Hierarchy of needs
Do you know about Maslow’s Hierarchy of Needs? It’s a theory in psychology about motivational needs experienced by humans, starting with the most basic physiological needs such as food, and leading up to the more intangible level of self-actualization that a person only yearns for or seeks to fulfill if the other levels of need are already satisfied.
Something that is so interesting to me is that when you get to the higher levels of need, they feel fluid and changing and circumstantial. It’s difficult to assess the severity of the need, in a way, because if the feeling or desire or yearning can be fleeting, is it really a need?
Nonetheless, nothing makes me feel more human or alive than to be in a new place or around a new person who makes me look inward and question what I didn’t question before.
I recently visited my brother, Hunter, in Brooklyn. He just moved there a couple of months ago. He’s living in the basement of an apartment in Bushwick. He sleeps on a futon next to stacks of books and stretched canvases that lean against each other or hang on the walls around him. Paint cans cover the floor at the ends of drip trails, suggesting to me where each one has been dragged to and from in the days prior. His clothes hang on nails in the walls or sit in neat little piles in two dresser drawers, strategically fitted among the shelves and open staircase that honestly more closely resembles a ladder than any stairs I’ve used before. His roommate’s part of the basement is similar but different—slightly more organized, maybe a little less cluttered, but just as much of a visual feast for the eyes. One's an artist and one's a clothing designer, separated by only a curtain, adjoined by the common area of an old couch and some terrariums made out of an old pair of vintage Nike Air Force Ones.
I couldn’t have dreamed this up had I not seen it myself, and in the same vein, I could never have known how much I wanted something I’d never seen before. This colorful, hodgepodge world set in a tiny 350 square foot space, full of clutter but at the same time no room for anything more than what they really wanted to own and needed to use, sort of felt like freedom to me. It’s in these kinds of moments that I suddenly feel completely disconnected from everything in my own life, especially my own house and belongings.
Hunter has soaked it all up like water in a desert. He yells across the street at kids he’s met. He’s ridden his weird hipster bike all over town and survived off dollar pizza and bagel sandwiches. He gets 50 cent cigarettes from his favorite bodega. He paints canvases in his basement apartment into the wee hours of the morning, living off the money he makes from selling his artwork. We stop in art galleries where he’s recognized by the nodding curator, probably thinking here’s another kid trying to make it as an artist in New York. And he’s pretty much right.
Hunter showed us around the streets that are even still remarkably fresh to him but in a way that made me feel like he’d been there forever. Not in a bored way—in a fitting way—I could honestly no longer picture him or his life happening anywhere else in the world.

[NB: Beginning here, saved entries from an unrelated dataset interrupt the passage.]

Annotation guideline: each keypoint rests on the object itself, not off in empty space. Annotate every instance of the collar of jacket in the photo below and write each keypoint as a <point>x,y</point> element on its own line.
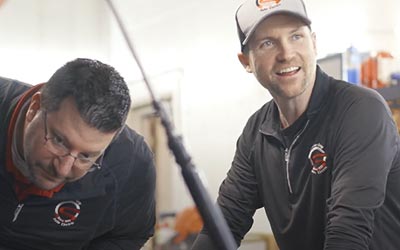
<point>271,124</point>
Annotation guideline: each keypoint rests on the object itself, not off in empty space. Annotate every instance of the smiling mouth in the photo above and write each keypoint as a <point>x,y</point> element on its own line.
<point>288,71</point>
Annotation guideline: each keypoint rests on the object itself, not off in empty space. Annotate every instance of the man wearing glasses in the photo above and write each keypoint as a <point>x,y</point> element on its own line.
<point>72,175</point>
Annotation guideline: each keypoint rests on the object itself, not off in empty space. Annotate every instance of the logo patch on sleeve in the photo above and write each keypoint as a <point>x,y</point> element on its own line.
<point>317,157</point>
<point>67,212</point>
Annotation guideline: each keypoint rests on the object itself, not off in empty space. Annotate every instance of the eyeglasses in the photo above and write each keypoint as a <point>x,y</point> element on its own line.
<point>56,146</point>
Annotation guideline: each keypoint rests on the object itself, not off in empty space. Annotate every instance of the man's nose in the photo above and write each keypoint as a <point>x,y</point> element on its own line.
<point>286,52</point>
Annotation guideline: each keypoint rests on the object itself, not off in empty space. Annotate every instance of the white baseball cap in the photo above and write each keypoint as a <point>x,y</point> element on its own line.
<point>252,12</point>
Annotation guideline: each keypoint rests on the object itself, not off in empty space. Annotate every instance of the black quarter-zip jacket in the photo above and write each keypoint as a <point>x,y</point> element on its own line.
<point>336,186</point>
<point>109,209</point>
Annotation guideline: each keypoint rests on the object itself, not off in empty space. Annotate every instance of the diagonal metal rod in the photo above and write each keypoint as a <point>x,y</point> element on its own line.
<point>212,216</point>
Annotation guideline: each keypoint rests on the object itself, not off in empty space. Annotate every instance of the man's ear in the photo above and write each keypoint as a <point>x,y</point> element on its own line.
<point>34,106</point>
<point>244,60</point>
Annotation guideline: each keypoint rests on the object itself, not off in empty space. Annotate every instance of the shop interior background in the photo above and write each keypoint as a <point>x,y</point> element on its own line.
<point>189,51</point>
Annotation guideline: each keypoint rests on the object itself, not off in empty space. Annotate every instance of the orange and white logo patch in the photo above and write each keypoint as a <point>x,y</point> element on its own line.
<point>267,4</point>
<point>318,157</point>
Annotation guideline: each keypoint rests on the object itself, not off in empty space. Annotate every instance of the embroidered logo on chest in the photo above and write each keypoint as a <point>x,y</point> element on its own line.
<point>67,212</point>
<point>317,157</point>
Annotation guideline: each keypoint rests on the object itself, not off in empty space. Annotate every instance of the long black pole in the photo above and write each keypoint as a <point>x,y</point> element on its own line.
<point>211,213</point>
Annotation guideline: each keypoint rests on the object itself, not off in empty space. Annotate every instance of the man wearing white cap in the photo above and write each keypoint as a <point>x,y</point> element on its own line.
<point>322,157</point>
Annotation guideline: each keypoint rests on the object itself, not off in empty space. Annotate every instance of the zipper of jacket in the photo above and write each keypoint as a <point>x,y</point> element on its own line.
<point>17,211</point>
<point>287,157</point>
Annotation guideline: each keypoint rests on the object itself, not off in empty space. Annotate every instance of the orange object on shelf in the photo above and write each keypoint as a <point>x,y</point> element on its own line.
<point>375,69</point>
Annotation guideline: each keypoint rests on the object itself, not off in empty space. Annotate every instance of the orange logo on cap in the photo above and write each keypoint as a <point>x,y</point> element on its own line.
<point>264,4</point>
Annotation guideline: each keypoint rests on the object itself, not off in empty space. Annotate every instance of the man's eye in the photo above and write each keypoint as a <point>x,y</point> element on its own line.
<point>296,37</point>
<point>267,43</point>
<point>57,140</point>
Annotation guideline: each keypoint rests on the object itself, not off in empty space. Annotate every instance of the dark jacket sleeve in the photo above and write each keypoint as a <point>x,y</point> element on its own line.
<point>365,148</point>
<point>135,208</point>
<point>238,195</point>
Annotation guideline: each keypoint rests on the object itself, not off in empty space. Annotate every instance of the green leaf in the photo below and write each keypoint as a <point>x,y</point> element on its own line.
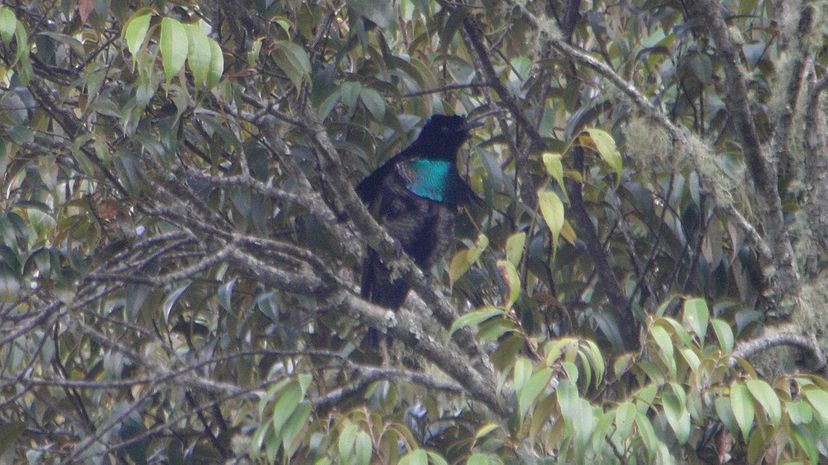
<point>287,403</point>
<point>173,46</point>
<point>799,412</point>
<point>374,102</point>
<point>521,372</point>
<point>293,60</point>
<point>596,360</point>
<point>509,275</point>
<point>478,459</point>
<point>294,424</point>
<point>725,414</point>
<point>514,247</point>
<point>664,342</point>
<point>135,30</point>
<point>553,213</point>
<point>819,401</point>
<point>363,448</point>
<point>485,429</point>
<point>8,24</point>
<point>532,389</point>
<point>604,144</point>
<point>567,396</point>
<point>724,334</point>
<point>415,457</point>
<point>462,260</point>
<point>216,64</point>
<point>475,318</point>
<point>199,54</point>
<point>380,12</point>
<point>554,167</point>
<point>767,398</point>
<point>742,405</point>
<point>696,316</point>
<point>347,442</point>
<point>677,416</point>
<point>647,434</point>
<point>350,93</point>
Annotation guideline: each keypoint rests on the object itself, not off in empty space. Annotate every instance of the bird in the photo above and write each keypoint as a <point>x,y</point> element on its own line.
<point>415,195</point>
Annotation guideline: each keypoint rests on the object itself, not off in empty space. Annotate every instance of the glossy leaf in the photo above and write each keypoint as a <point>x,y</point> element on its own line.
<point>741,404</point>
<point>766,398</point>
<point>475,318</point>
<point>553,213</point>
<point>135,30</point>
<point>696,315</point>
<point>174,46</point>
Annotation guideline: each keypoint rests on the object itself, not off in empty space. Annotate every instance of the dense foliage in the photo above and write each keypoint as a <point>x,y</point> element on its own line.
<point>643,280</point>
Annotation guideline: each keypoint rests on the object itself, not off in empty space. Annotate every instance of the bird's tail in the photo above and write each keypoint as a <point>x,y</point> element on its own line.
<point>378,288</point>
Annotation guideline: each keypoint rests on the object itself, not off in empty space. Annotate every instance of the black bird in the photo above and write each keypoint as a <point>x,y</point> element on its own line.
<point>415,196</point>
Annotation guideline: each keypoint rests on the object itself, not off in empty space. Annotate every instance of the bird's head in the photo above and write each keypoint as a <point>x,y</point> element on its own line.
<point>442,135</point>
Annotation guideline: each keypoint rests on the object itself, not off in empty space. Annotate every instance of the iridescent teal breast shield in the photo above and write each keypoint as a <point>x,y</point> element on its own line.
<point>430,179</point>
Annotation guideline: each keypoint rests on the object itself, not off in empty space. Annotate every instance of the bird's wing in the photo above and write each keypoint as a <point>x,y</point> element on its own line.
<point>368,189</point>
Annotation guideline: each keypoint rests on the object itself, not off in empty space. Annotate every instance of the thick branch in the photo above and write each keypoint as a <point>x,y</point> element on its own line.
<point>761,172</point>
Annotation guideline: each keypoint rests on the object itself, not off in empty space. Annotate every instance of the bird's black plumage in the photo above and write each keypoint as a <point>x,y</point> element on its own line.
<point>415,196</point>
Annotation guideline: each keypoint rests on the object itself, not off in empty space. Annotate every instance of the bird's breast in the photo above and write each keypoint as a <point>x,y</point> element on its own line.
<point>428,178</point>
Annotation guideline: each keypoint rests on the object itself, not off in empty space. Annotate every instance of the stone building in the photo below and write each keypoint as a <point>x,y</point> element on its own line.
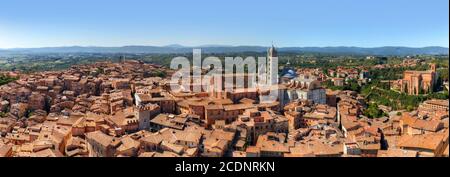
<point>417,82</point>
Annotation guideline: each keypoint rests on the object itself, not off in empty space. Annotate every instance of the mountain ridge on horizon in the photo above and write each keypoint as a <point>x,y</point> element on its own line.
<point>211,48</point>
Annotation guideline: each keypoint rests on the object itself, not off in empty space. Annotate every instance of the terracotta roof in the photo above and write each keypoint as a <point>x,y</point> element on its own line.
<point>426,141</point>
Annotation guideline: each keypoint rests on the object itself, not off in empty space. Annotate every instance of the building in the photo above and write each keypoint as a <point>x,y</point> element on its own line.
<point>100,144</point>
<point>305,88</point>
<point>418,82</point>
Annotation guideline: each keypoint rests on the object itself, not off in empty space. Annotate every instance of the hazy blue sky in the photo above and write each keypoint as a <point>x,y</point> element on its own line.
<point>363,23</point>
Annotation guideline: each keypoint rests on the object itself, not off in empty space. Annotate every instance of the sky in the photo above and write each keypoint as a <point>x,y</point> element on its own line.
<point>285,23</point>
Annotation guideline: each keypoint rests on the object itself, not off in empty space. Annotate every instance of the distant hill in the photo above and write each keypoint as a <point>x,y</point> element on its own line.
<point>401,51</point>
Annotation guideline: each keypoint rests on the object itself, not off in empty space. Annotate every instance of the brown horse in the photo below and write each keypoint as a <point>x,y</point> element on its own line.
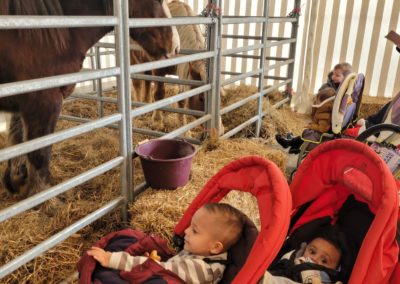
<point>35,53</point>
<point>191,38</point>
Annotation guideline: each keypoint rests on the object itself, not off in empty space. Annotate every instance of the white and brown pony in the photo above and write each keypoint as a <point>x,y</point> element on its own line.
<point>191,38</point>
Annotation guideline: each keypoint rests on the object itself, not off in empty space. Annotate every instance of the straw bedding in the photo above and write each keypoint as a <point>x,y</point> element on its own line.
<point>154,211</point>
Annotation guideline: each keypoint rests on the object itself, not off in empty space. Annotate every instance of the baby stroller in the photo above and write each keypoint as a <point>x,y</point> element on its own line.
<point>345,112</point>
<point>384,137</point>
<point>250,257</point>
<point>254,252</point>
<point>345,182</point>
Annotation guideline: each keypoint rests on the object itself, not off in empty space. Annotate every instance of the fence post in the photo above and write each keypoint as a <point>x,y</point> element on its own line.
<point>121,9</point>
<point>214,43</point>
<point>262,64</point>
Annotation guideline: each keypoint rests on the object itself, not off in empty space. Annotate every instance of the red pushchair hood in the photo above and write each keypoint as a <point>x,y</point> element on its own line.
<point>265,181</point>
<point>332,172</point>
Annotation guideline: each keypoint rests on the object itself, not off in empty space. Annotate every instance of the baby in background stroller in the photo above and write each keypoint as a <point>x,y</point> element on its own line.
<point>322,107</point>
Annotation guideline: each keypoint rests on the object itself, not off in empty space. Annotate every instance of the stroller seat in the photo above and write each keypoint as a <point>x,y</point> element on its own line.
<point>345,111</point>
<point>247,259</point>
<point>265,181</point>
<point>345,182</point>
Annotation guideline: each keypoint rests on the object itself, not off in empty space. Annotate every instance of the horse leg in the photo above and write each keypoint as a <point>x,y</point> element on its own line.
<point>159,94</point>
<point>31,175</point>
<point>16,173</point>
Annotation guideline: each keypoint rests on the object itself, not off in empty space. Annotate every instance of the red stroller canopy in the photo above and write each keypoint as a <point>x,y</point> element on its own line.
<point>343,167</point>
<point>265,181</point>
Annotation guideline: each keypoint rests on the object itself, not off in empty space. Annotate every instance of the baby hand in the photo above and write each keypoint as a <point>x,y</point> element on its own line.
<point>102,256</point>
<point>153,255</point>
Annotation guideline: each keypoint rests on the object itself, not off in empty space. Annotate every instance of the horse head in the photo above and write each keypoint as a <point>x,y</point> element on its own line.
<point>156,41</point>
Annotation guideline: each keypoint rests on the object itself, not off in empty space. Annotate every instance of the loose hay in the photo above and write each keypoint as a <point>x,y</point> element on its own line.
<point>279,121</point>
<point>155,211</point>
<point>158,211</point>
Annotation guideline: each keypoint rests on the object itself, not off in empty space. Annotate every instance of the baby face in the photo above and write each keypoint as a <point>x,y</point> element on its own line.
<point>337,76</point>
<point>323,253</point>
<point>199,236</point>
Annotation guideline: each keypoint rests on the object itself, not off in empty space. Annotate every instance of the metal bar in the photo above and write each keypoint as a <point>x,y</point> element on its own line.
<point>292,47</point>
<point>167,80</point>
<point>262,67</point>
<point>161,134</point>
<point>29,22</point>
<point>274,87</point>
<point>241,20</point>
<point>272,20</point>
<point>34,144</point>
<point>169,62</point>
<point>162,22</point>
<point>27,86</point>
<point>241,49</point>
<point>254,76</point>
<point>140,188</point>
<point>122,40</point>
<point>51,192</point>
<point>99,86</point>
<point>281,42</point>
<point>278,65</point>
<point>175,110</point>
<point>240,77</point>
<point>277,77</point>
<point>280,103</point>
<point>187,127</point>
<point>59,237</point>
<point>239,128</point>
<point>214,71</point>
<point>167,101</point>
<point>240,103</point>
<point>139,104</point>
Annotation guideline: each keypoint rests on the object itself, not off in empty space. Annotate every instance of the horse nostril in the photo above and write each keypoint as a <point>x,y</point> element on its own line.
<point>22,171</point>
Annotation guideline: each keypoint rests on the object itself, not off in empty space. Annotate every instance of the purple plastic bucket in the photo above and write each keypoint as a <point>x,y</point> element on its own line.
<point>166,163</point>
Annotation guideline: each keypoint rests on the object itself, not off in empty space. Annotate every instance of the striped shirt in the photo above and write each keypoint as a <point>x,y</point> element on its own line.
<point>189,267</point>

He’s always had a spark about him—a sort of intoxicating magnetism that makes you feel alive in his presence, whether he’s making you laugh or telling you something new. But especially in this new life he’s curating, I found the whole thing so appealing. In these moments, I wanted so badly for it to be my world, too. In a matter of a couple hours of being immersed in this new realm of possibility, suddenly my own frame of reference, my own paradigm, was turned upside down. My stupid 401(k)-Zillow-VW Jetta-Ikea-9-5 pm-Anthropologie-Parking Garage-To Do List-Wegmans world.
I don’t want Hunter’s life (particularly the cigarettes), but it gave me an itch. It’s an itch I’ve felt before, but one that tends to fade as I re-enter the normalcy that is my own world and my own life. I’m not quite sure yet if the fading of the itch is healthy or a little tragic.
But I think this is what I love about being inspired by others, especially while in a new place. It has the ability, if you let it, to pick you up and shake you around, like a carnival ride, and set you back down again, not sure where your footing is but soaking up the temporary raw groundlessness of something you’ve never seen or felt before.